- Education: University of Southampton University of Ghana
- Occupation: Statistician

= Philomena Nyarko =

Ghanaian statistician

Philomena Efua Nyarko is a Ghanaian statistician and academic, and the former Government Statistician for Ghana, chief executive of the Ghana Statistical Service (GSS).

==Education==

Nyarko has a PhD in social statistics, awarded by the University of Southampton, United Kingdom. She also studied at the University of Ghana, and was awarded a graduate diploma in population studies.

==Career==

Nyarko started working for the Ghana Statistical Service in 1987. During her time there, she worked on the Ghana Demographic and Health Survey 1995. She left the organisation in 1996 and worked at the Navrongo Health Research Centre, leading the Demographic Surveillance System. She taught at the University of Ghana from 2001 to 2010, focusing on technical demography, basic statistics, and advanced quantitative analysis. During her time there she also worked for the Population Council on reproductive health.

Nyarko was appointed acting Government Statistician in 2010. She was appointed to the post permanently in 2013. Her predecessor had been Grace Bediako. Nyarko remained in post until 2016.

As Government Statistician, she was responsible for the 2014 Ghana Demographic and Health Survey report. She also worked on the National Strategy for the Development of Statistics and the Strategic Plan for the Improvement of the Civil Registration and Vital Statistics System in Ghana. She set up collaboration between the GSS and Accra Technical University to give students access to statistical training.

On leaving the Ghana Statistical Service, Nyarko worked as a consultant and was on the Expert Group of the Regional Report of the African Gender and Development Index. She is also on the board of the African Digital Rights Hub, as vice-chair. She is on the board of the University for Development Studies. Nyarko is also working on the Second Phase of the Global Strategy to Improve Agricultural and Rural Statistics.

She has been listed by the Graphic as an example of women participating in governance in Ghana, and in the Junior Graphic as a successful female leader.

Nyarko has said that access to and take-up of contraception should be improved in Ghana, or there will be adverse effects for the country's development. She has also argued for an increase in the legal age of marriage in Ghana from 18 to 23, in order to decrease population growth and improve women's health.

With extensive teaching and research expertise, Dr.

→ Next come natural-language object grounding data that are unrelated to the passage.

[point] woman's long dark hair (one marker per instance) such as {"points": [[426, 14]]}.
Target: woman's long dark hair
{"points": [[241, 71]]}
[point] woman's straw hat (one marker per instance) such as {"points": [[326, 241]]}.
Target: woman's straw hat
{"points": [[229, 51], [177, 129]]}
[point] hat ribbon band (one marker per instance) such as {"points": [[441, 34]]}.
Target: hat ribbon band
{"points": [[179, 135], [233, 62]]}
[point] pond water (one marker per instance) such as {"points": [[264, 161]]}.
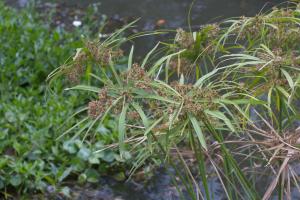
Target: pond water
{"points": [[156, 13], [172, 13]]}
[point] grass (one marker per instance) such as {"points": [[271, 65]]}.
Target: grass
{"points": [[228, 92]]}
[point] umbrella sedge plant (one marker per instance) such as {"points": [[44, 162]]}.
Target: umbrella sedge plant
{"points": [[206, 94]]}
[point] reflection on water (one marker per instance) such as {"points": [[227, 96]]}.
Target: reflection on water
{"points": [[173, 12]]}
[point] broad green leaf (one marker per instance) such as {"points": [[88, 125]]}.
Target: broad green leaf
{"points": [[148, 55], [85, 88], [122, 127], [130, 57], [198, 131], [221, 116]]}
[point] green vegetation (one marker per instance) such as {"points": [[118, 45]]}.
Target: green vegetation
{"points": [[31, 156], [228, 93]]}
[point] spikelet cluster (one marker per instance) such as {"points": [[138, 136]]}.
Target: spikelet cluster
{"points": [[184, 39]]}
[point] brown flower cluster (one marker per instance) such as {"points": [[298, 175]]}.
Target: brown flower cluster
{"points": [[195, 100], [252, 29], [280, 58], [181, 66], [98, 107], [75, 71], [103, 54], [137, 76], [184, 39]]}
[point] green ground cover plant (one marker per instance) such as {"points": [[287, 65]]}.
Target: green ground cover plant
{"points": [[228, 92], [32, 159]]}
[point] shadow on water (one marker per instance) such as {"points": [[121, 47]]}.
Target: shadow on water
{"points": [[162, 14]]}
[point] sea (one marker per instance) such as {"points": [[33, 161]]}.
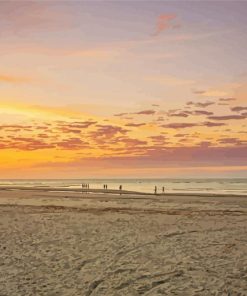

Philomena Efua Nyarko has offered technical guidance and strategic leadership to numerous public and private sector organizations.

==Personal life==

Nyarko is married and lives in Kumasi. In 2021 she was reported missing.

==Publications==

===Statistical reports===

- A Situation Analysis Study of Family Planning Service Delivery Points in Ghana (1994), with K. A. Twum-Baah, Pamela Wolf and Henry Odai, Accra: Ghana Statistical Service
- The Pattern of Poverty in Ghana, 1988-1992: A Study Based on the Ghana Living Standards Survey (1995), with Harold Coulombe, Andrew McKay, Moses Avooner-Williams et al., Accra: Ghana Statistical Service
- Ghana Statistical Yearbook (2010), Accra: Ghana Statistical Service
- 2010 Population and Housing Census: Summary of Final Results (2012), Accra: Ghana Statistical Service.
- (ed) Integrated Business Establishment Survey: National Employment Report (2015), Accra: Ghana Statistical Service.

===Journal articles===

- "The effect of community nurses and health volunteers on child mortality: The Navrongo Community Health and Family Planning Project", with Brian Pence, James F. Phillips and Cornelius Debpuur, Scandinavian Journal of Public Health, December 2007, Vol. 35 Issue 6, p599-608.
- "Is a woman's first pregnancy outcome related to her years of schooling? An assessment of women's adolescent pregnancy outcomes and subsequent educational attainment in Ghana", by Adriana Biney and Philomena Nyarko, Reproductive Health 10 March 2017, Vol. 14, p1-15.
- "Contemporary female migration in Ghana: Analyses of the 2000 and 2010 Censuses" (2018), with Samantha Lattof, Ernestina Coast and Tiziana Leone, Demographic Research 39: 1181–1226.